Last year, BlackRock put to the test a new developed market equity approach, investing in companies we believe are more prepared for the low-carbon transition. The results thus far have been promising, having generated both positive financial performance and environmental outcomes relative to market-cap weighted benchmarks.
Here are three tips based on what we learned:
1. Assess where companies are going, not just where they are
When looking at whether a company is prepared for the low-carbon transition, investors need to not only understand its current carbon emissions profile (how much it emits versus its annual sales, for example) but also where it is heading. We think that while it’s important to identify companies already operating efficiently and emitting less relative to peers, there’s also benefit in identifying those companies taking their reduction plan seriously and making objective progress toward lower emission targets in the future. Hence, tracking a company’s “emissions momentum” can be a sign of future success. An increasing number of investors and vendors now track and provide carbon metrics from the CDP (formerly the Carbon Disclosure Project), including Bloomberg, MSCI and BlackRock.

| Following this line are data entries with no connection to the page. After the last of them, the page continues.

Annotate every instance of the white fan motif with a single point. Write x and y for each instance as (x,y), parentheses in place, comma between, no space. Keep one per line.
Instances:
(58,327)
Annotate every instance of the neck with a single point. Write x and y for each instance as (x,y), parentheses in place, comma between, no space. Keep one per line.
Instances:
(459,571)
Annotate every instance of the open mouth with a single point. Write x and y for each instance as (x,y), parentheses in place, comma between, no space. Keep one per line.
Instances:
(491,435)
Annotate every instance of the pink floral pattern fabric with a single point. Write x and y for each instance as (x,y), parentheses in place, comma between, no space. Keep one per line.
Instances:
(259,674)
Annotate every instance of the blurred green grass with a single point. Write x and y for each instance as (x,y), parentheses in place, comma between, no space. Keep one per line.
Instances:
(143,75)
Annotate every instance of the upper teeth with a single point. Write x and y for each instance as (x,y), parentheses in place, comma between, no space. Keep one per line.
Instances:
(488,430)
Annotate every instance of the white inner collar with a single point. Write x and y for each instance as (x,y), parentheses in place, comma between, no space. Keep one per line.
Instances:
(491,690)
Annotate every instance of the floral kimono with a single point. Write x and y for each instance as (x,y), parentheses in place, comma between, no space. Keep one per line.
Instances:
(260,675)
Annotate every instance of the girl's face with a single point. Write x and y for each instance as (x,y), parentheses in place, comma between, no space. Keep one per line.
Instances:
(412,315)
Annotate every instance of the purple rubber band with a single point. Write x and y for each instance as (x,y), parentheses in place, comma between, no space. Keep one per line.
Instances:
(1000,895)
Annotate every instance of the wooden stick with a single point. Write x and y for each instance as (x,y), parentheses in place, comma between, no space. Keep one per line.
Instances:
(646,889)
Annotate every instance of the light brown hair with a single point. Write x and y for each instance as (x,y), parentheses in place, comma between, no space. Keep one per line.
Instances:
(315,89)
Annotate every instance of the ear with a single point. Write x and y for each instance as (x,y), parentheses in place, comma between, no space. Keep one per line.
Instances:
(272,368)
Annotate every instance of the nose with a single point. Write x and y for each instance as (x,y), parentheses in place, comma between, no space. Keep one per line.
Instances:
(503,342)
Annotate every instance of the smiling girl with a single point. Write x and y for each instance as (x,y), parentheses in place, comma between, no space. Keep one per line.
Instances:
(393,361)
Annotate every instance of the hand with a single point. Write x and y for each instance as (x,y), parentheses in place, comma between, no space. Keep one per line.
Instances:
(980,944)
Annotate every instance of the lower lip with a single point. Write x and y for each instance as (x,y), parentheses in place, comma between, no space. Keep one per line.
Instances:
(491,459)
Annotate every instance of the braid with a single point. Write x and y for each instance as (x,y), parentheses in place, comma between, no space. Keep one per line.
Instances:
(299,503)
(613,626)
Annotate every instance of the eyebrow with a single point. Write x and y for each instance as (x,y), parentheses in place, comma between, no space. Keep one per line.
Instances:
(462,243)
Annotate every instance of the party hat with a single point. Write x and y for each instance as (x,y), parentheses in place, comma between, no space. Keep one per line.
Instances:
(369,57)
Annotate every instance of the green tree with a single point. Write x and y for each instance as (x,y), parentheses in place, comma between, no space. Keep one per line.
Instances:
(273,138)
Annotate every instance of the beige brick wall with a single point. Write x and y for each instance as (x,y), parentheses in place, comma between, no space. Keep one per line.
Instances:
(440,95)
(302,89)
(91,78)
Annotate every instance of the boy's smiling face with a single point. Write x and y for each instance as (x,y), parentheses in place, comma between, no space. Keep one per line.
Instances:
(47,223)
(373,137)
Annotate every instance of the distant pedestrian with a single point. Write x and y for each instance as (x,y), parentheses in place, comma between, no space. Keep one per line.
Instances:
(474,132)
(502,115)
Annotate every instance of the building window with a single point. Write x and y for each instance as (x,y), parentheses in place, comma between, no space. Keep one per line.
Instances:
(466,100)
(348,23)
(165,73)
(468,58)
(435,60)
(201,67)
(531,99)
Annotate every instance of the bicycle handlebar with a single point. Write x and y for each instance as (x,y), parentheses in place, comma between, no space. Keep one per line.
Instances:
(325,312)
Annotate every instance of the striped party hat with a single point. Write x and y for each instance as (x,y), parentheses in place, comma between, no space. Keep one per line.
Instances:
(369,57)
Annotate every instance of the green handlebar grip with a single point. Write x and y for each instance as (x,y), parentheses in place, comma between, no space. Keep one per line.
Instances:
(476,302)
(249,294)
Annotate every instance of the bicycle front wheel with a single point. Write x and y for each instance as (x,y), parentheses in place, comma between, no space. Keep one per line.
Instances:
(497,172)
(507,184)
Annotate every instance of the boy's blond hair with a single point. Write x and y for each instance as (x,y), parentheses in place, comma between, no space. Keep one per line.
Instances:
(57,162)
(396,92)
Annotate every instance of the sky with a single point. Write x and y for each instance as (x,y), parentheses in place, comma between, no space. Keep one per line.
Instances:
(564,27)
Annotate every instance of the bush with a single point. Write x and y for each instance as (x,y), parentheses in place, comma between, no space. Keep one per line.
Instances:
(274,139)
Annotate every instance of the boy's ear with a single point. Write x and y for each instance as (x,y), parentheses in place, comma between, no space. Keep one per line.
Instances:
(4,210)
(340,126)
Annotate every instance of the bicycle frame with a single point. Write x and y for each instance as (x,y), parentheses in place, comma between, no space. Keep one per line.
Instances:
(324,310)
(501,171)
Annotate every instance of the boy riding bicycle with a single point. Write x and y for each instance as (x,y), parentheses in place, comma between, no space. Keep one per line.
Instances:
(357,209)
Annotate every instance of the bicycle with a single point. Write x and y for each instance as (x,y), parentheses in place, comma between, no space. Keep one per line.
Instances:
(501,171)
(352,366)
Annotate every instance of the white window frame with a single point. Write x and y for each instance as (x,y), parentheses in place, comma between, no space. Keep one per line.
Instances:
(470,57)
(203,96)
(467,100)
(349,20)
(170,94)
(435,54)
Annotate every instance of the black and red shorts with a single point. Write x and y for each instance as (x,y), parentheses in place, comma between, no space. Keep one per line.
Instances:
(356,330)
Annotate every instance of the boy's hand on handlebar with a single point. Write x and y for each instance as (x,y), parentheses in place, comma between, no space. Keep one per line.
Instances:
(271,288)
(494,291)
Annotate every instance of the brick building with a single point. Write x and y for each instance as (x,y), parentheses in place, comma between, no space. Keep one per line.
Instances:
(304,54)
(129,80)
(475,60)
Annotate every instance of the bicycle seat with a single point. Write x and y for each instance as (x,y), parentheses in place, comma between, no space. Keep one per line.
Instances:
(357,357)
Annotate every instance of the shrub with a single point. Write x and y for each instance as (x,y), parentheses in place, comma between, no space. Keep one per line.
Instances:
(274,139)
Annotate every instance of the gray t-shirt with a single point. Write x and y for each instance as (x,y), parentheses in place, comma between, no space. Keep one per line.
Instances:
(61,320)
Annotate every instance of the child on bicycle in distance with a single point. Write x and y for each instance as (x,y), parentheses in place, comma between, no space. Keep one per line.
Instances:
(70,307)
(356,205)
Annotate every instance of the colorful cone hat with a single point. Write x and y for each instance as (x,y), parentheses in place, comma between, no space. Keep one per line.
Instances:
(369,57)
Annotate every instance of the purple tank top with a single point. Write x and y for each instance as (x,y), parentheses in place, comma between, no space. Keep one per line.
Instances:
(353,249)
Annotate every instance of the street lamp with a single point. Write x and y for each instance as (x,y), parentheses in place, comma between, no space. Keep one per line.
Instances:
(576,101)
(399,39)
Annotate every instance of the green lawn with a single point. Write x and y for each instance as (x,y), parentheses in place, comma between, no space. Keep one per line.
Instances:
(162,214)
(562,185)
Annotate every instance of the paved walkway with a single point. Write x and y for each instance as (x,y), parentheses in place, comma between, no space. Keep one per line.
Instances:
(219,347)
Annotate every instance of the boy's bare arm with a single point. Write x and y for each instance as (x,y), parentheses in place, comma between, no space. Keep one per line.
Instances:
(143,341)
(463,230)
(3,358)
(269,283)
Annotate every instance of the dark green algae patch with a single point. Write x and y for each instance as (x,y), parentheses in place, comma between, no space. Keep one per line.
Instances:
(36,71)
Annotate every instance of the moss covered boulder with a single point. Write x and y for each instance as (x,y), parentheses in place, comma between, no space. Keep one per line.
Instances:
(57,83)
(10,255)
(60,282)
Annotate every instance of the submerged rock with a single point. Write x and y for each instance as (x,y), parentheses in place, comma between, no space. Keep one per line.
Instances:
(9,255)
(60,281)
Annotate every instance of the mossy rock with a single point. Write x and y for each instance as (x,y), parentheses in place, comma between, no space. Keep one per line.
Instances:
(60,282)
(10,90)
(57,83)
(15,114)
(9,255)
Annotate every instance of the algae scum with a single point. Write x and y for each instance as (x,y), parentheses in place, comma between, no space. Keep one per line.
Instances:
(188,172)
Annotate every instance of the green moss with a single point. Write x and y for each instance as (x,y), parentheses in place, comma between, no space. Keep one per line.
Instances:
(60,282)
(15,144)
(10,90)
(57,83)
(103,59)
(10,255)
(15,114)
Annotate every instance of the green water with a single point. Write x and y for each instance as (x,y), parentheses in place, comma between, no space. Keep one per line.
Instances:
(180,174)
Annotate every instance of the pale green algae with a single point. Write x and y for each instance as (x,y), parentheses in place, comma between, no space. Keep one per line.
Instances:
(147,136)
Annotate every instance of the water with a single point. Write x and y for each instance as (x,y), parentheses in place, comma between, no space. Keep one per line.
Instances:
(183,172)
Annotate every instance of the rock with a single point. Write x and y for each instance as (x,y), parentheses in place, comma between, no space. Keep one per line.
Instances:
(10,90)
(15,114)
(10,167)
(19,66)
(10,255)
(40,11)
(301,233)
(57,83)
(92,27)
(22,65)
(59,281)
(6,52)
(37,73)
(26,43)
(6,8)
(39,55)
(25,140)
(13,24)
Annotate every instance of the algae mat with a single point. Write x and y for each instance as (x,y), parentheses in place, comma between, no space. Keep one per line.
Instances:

2. Look across all industries
While the energy sector is an obvious place to start, investors should consider looking across the full investment universe for companies that are better (or less) prepared for the transition. BlackRock’s analysis shows that other industries, such as materials, industrials, utilities and consumer discretionary, have high exposure to the low-carbon transition. For example, auto-makers and leisure companies can have emissions profiles on par with energy exploration companies. Put simply, we think there will be winners and losers across sectors as the world shifts to energy-efficient practices and low-carbon technology. Investors should review exposures across their entire portfolio.
3. Don’t forget the upside
Climate change and the low-carbon transition present a vivid set of risks – from increasing extreme weather events to a growing number of coal-related bankruptcies. But there is also the potential for upside opportunities from companies that are driving the low-carbon transition, in businesses such as new renewable energy sources, transportation solutions, energy efficiency, battery technologies and low-carbon or carbon negative agriculture techniques. With increasing efficiency and potential for more carbon regulation, we expect these opportunities to manifest and offer considerable upside to investors.
We believe all investors should consider the potential risk and return impacts of the low-carbon transition on their portfolios.